Retrieval-augmented generation (RAG) enhances language models by integrating external knowledge, but its effectiveness is highly dependent on system configuration. Improper retrieval settings can degrade performance, making RAG less reliable than closed-book generation. In this work, we introduce RAGGED, a framework for systematically evaluating RAG systems across diverse retriever-reader configurations, retrieval depths, and datasets. Our analysis reveals that reader robustness to noise is the key determinant of RAG stability and scalability. Some readers benefit from increased retrieval depth, while others degrade due to their sensitivity to distracting content. Through large-scale experiments on open-domain, multi-hop, and specialized-domain datasets, we show that retrievers, rerankers, and prompts influence performance but do not fundamentally alter these reader-driven trends. By providing a principled framework and new metrics to assess RAG stability and scalability, RAGGED enables systematic evaluation of retrieval-augmented generation systems, guiding future research on optimizing retrieval depth and model robustness.

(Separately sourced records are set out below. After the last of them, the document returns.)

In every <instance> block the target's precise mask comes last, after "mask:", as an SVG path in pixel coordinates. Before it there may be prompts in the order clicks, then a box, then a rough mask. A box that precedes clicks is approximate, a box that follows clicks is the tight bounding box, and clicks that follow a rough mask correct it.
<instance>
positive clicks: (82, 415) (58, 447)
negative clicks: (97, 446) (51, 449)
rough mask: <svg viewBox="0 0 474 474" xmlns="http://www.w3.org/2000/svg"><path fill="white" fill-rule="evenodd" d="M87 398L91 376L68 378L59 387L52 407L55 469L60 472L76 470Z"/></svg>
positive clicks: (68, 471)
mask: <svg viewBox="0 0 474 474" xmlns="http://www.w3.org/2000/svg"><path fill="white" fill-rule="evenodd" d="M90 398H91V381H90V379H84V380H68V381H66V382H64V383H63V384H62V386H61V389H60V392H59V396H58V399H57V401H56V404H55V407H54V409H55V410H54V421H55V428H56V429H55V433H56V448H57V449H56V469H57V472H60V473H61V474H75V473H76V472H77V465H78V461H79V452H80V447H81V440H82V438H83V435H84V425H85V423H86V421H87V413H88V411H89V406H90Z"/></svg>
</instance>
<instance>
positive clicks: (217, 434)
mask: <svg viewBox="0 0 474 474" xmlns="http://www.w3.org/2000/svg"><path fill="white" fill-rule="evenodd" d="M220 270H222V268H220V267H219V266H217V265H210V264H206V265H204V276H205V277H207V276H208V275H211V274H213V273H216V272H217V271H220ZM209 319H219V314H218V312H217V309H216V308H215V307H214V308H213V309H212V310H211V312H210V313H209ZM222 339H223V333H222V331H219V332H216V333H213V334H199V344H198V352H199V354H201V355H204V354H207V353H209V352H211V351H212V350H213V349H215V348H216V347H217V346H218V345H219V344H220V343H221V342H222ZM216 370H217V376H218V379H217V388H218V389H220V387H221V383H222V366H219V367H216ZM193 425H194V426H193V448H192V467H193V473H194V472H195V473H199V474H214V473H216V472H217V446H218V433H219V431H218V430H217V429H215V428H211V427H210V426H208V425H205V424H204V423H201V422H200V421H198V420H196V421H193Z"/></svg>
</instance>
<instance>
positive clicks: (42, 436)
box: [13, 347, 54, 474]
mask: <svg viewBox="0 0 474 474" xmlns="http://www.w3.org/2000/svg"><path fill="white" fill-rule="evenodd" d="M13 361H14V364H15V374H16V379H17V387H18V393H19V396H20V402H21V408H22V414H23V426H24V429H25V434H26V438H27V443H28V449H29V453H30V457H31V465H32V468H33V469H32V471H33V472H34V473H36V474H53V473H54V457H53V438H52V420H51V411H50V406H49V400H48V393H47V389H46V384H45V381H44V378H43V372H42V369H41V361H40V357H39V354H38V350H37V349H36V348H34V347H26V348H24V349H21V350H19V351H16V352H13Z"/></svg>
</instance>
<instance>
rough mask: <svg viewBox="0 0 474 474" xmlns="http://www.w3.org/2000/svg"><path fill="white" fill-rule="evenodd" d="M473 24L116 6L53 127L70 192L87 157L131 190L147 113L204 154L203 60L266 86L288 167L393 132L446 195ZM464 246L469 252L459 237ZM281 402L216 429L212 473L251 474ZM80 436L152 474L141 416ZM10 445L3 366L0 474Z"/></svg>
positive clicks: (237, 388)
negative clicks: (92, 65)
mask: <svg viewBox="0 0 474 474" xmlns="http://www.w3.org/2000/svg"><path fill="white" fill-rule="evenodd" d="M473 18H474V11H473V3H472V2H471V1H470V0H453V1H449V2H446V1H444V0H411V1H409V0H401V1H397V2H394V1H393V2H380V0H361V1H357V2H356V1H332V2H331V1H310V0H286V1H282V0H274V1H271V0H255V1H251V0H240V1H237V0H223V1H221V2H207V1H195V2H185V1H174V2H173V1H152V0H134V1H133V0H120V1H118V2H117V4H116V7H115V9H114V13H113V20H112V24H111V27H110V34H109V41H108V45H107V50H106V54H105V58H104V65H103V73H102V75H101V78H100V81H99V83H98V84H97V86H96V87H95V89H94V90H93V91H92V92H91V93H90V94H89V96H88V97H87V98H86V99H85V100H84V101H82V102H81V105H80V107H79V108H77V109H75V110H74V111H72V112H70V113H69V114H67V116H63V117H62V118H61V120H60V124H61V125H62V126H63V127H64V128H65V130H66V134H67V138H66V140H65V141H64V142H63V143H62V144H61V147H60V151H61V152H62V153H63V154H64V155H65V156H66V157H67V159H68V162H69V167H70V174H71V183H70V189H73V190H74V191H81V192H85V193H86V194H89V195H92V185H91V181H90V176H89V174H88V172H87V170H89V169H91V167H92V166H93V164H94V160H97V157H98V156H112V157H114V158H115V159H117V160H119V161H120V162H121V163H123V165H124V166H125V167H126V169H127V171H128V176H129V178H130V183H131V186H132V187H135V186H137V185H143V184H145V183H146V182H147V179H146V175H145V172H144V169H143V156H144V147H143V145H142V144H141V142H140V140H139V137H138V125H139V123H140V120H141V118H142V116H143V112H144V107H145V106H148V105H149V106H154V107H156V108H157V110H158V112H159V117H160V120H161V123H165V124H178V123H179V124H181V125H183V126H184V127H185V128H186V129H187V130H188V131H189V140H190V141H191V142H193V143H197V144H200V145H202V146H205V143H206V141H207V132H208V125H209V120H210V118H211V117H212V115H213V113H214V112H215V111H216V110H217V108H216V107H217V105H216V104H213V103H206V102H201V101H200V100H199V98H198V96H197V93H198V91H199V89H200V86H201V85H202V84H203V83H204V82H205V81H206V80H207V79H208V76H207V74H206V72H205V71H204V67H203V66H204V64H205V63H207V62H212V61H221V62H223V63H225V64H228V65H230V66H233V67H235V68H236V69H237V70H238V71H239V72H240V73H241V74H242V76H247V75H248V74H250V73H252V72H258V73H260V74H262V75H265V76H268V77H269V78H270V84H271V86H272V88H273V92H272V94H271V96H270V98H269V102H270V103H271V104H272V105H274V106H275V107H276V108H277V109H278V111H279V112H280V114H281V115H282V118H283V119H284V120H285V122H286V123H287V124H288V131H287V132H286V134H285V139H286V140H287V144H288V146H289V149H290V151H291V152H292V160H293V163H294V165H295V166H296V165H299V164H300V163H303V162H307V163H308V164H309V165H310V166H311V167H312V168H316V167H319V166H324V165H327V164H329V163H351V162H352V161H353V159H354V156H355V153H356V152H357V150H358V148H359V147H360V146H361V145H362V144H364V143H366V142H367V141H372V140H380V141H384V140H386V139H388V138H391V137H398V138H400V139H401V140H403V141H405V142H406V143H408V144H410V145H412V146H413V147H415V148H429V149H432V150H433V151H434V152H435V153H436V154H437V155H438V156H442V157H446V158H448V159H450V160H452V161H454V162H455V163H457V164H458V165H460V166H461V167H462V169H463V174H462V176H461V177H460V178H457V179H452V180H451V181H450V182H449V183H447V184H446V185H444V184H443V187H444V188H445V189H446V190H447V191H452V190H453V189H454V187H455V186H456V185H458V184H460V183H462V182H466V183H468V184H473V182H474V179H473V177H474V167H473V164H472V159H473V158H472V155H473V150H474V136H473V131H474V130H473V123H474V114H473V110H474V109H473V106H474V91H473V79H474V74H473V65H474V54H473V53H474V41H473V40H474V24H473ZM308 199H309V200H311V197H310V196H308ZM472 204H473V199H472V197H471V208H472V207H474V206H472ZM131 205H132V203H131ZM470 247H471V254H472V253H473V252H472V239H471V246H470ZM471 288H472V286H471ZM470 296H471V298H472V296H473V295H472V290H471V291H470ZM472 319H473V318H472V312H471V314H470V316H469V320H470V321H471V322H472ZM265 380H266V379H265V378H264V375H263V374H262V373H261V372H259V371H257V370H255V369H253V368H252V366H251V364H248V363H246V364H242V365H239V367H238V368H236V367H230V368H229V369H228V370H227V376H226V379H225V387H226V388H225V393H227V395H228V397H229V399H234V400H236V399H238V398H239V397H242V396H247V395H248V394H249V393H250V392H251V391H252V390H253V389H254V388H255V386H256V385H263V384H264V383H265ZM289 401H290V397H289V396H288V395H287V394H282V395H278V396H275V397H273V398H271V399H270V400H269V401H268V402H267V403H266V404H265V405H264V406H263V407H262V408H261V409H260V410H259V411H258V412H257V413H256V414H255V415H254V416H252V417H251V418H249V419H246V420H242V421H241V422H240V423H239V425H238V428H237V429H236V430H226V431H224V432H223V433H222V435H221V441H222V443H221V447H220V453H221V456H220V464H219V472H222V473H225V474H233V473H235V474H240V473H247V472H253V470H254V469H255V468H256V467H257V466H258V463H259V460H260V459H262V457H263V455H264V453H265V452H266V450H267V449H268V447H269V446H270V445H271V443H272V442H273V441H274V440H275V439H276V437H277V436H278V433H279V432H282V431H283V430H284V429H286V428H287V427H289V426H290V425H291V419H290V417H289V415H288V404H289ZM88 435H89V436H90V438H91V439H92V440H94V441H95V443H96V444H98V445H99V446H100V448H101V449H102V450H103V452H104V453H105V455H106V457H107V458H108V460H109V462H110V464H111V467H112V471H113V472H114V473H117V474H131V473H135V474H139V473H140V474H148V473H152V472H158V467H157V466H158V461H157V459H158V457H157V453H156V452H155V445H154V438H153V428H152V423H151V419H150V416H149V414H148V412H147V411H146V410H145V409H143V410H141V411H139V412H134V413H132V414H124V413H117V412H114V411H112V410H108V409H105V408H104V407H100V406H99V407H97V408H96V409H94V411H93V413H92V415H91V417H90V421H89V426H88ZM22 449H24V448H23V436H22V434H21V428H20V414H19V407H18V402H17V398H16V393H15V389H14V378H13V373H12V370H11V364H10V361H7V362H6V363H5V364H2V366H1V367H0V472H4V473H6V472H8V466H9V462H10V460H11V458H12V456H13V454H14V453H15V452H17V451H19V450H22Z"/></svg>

Some language models answer questions more accurately when they can look up relevant information, a setup known as retrieval-augmented generation (RAG). But adding more documents doesn’t always help. In fact, too much or irrelevant information can make answers worse.We developed RAGGED, a framework to study when and how retrieval helps. It introduces two new scores that measure how stable a model’s performance is as you change how much it retrieves, and how well it scales when given more context. Using this framework, we tested several widely used models and retrieval methods across different question-answering tasks.Our results show that a model’s ability to handle noisy or unnecessary information is more important than simply improving the retrieval quality. This challenges common assumptions about how to build better RAG systems. By using RAGGED, developers and researchers can better understand model behavior and build more reliable, adaptive, and efficient systems.